Nel post pubblicato ieri su Facebook da questa ragazza appassionata, con anni di esperienza al laboratorio ‘Zen Insieme’, si scorgeva di più delle semplici parole che invitavano all’impegno con molte sottolineature. Non si intravvedeva un rancore personale, ma l’eco di una ferita collettiva percepita, a torto o a ragione, da un mondo che credeva davvero in una svolta, affidata anche a una candidatura dell’interessata. Un mondo giovane, considerato periferico che ha visto nelle modalità con cui il centrosinistra ha scelto il nome di Franco Miceli la soverchiante presenza di vecchie sovrastrutture mentali. Ecco l’incipit del post: “C’è una città che guarda incredula alle mosse del cosiddetto campo progressista e che non ci capisce. Lo spettacolo che stiamo offrendo è a tratti indecoroso, lo sappiamo. Adesso deve prevalere il senso di responsabilità e non gli interessi parziali, ciascuno dal canto suo”.
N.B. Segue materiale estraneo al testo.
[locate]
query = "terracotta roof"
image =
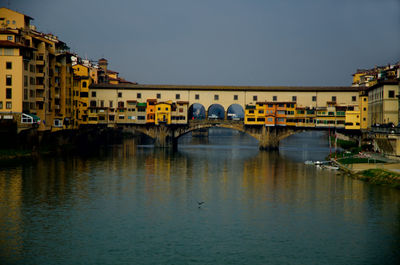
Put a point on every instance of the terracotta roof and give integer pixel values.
(6, 31)
(226, 88)
(6, 43)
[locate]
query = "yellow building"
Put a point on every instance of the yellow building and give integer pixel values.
(250, 115)
(363, 106)
(163, 113)
(179, 112)
(352, 120)
(30, 81)
(291, 113)
(82, 81)
(383, 103)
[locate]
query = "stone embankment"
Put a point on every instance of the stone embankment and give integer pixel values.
(386, 173)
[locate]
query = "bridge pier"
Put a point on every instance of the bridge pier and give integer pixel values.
(164, 137)
(268, 139)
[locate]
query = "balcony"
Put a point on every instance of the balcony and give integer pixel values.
(39, 74)
(39, 87)
(39, 62)
(40, 99)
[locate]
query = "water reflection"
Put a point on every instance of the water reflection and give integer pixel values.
(133, 204)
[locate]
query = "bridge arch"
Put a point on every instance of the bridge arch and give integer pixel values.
(216, 111)
(196, 112)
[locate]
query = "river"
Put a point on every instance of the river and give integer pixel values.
(129, 204)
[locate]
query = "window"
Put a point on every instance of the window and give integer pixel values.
(8, 80)
(8, 93)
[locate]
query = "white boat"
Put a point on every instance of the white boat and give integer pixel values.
(330, 167)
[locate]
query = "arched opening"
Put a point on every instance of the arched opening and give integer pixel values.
(218, 136)
(216, 112)
(235, 112)
(197, 112)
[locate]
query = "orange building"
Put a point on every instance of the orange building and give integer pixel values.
(270, 112)
(280, 114)
(151, 110)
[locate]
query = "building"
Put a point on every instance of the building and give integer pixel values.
(37, 76)
(383, 103)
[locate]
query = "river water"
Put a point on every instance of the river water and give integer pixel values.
(128, 204)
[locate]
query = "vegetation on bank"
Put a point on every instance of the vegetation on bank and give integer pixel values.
(379, 176)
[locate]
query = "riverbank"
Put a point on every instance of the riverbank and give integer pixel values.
(386, 174)
(379, 176)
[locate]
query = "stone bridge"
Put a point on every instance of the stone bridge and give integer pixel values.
(167, 135)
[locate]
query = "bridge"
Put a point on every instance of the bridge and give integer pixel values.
(165, 136)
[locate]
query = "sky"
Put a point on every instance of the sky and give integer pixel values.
(226, 42)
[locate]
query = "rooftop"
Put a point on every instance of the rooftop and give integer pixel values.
(224, 88)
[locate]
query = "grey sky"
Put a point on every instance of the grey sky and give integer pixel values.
(226, 42)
Niente di personale con Miceli?
“Niente di personale in tutta la faccenda. Ho cominciato a discutere con Franco, qualche settimana fa, io non lo conoscevo. E’ un uomo perbene, di grande esperienza, con le idee molto chiare, consapevole del lavoro enorme che lo aspetta. E’ sensibile, ma non sprovveduto, conosce le logiche dei partiti quanto basta per non esserne vittima. E’ senz’altro una proposta validissima che sosterremo con piacere. Il tema è: come ci siamo arrivati? Vogliamo ritrovarci, tra cinque anni, nelle stesse condizioni?”.

Come ci siete arrivati?
“Ho avuto chiara la percezione che si sia giocato sulla testa di Palermo, senza rendersi conto del contesto, come se fossimo tutti protagonisti di una partita a Monopoli. Senza coinvolgere, senza prepararci, senza discutere davvero. L’interesse della città subordinato a un regolamento di conti tra partiti e gruppi dirigenti. Invece parliamo di persone, di speranze, di carne e ossa. Ora ci troviamo nella condizione di dovere dare una risposta giusta, partendo da una forma sbagliata di porre le domande”.
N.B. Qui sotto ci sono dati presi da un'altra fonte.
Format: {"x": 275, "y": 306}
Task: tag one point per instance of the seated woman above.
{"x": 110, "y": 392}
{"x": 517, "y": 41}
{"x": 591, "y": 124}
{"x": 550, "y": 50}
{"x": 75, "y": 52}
Sembra ancora arrabbiata, per la verità.
“E’ che amo troppo Palermo per vederla soffocata da una politica che ha perso forza e autorevolezza e che è in mano ai partiti”.
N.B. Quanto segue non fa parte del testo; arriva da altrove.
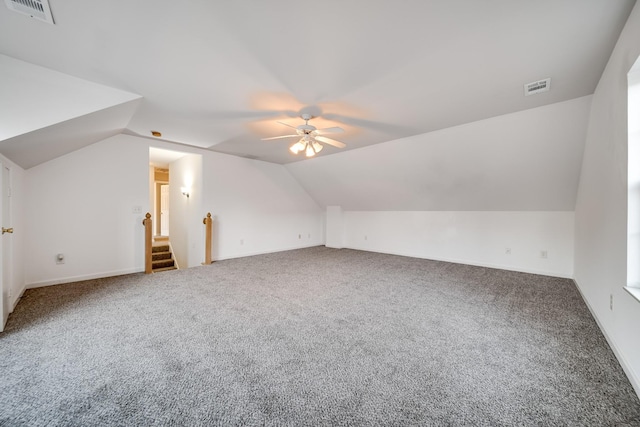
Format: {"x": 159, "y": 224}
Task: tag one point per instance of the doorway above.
{"x": 5, "y": 248}
{"x": 164, "y": 209}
Chi ne esce peggio, secondo lei?
“I gruppi dirigenti che si sono incartati sulla tattica, senza pensare ai contenuti. Credo di assistere alla più grande crisi di qualità dei gruppi dirigenti da quando voto. C’è da costruire, c’è da riformare. La scommessa che abbiamo messo in campo con ‘Facciamo Palermo’, con ragazzi non pratici dei giochi di palazzo, ma desiderosi di cambiamento, non riguarda me, interessi o candidature. E’ la battaglia di tutti”.

Lei parla del centrosinistra. Ma pure il centrodestra…
“Io includo anche loro, se parlo di crisi. Anche loro pagheranno il prezzo della tattica, in una città che ha bisogno di speranza. Ma si fa a gara per ammazzarla”.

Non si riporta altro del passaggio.